From Database System Concepts, by Silberschatz, Korth and Sudarshan :
A domain is atomic if elements of the domain are considered to be indivisible units. We say that a relation schema
R
is in first normal form (1NF) if the domains of all attributes ofR
are atomic.
From https://stackoverflow.com/a/724032/156458
1NF is the most basic of normal forms - each cell in a table must contain only one piece of information, and there can be no duplicate rows.
If I am correct, "there can be no duplicate rows" in the second definition means exactly that there must exist at least one candidate key in the relation schema.
I wonder if the two definitions of 1NF above are the same?
In particular, is it correct that "there can be no duplicate rows" can't be implied by "the domains of all attributes of R
are atomic"?
Thanks.
Updated:
This book seems to say that having a primary key implies atomic and is it correct?

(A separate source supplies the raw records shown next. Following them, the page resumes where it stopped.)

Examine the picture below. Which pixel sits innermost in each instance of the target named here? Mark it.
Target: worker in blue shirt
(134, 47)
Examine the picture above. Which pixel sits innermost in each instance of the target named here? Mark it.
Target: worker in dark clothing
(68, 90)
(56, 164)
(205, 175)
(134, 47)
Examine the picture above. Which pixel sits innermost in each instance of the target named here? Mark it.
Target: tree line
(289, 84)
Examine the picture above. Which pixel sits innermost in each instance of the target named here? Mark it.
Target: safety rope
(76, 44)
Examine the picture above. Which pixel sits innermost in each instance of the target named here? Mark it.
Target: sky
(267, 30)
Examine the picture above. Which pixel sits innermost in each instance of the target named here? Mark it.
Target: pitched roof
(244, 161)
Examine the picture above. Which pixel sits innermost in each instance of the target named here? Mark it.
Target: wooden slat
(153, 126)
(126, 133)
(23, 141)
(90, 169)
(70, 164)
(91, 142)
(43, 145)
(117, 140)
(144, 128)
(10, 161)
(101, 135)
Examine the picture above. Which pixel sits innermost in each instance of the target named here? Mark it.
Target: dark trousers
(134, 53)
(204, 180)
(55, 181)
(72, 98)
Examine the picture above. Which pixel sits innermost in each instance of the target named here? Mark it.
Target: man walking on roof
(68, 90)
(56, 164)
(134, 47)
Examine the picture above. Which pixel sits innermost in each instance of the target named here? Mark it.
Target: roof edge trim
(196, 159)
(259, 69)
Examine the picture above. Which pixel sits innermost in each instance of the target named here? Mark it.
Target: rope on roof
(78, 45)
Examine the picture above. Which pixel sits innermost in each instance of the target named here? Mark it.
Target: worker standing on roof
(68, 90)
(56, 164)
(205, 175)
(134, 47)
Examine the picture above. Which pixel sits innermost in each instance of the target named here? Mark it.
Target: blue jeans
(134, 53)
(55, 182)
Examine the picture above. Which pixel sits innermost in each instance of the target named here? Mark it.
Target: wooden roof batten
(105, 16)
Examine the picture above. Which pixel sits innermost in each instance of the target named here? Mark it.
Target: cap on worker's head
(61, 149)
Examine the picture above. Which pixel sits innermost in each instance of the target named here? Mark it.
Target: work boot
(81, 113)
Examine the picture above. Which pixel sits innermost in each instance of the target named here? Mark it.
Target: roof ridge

In first normal form (INF), related attributes are organized into separate tables, each with a primary key. A primary key is an attribute or set of attributes that uniquely defines a tuple. Thus, if a table is in INF, entities within the data model contain no attributes that repeat as groups. W. Kent has explained that in INF, all occurrences of a record must contain the same number of fields. In INF, each data cell (defined by a specific tuple and attribute) in the table will contain only atomic values.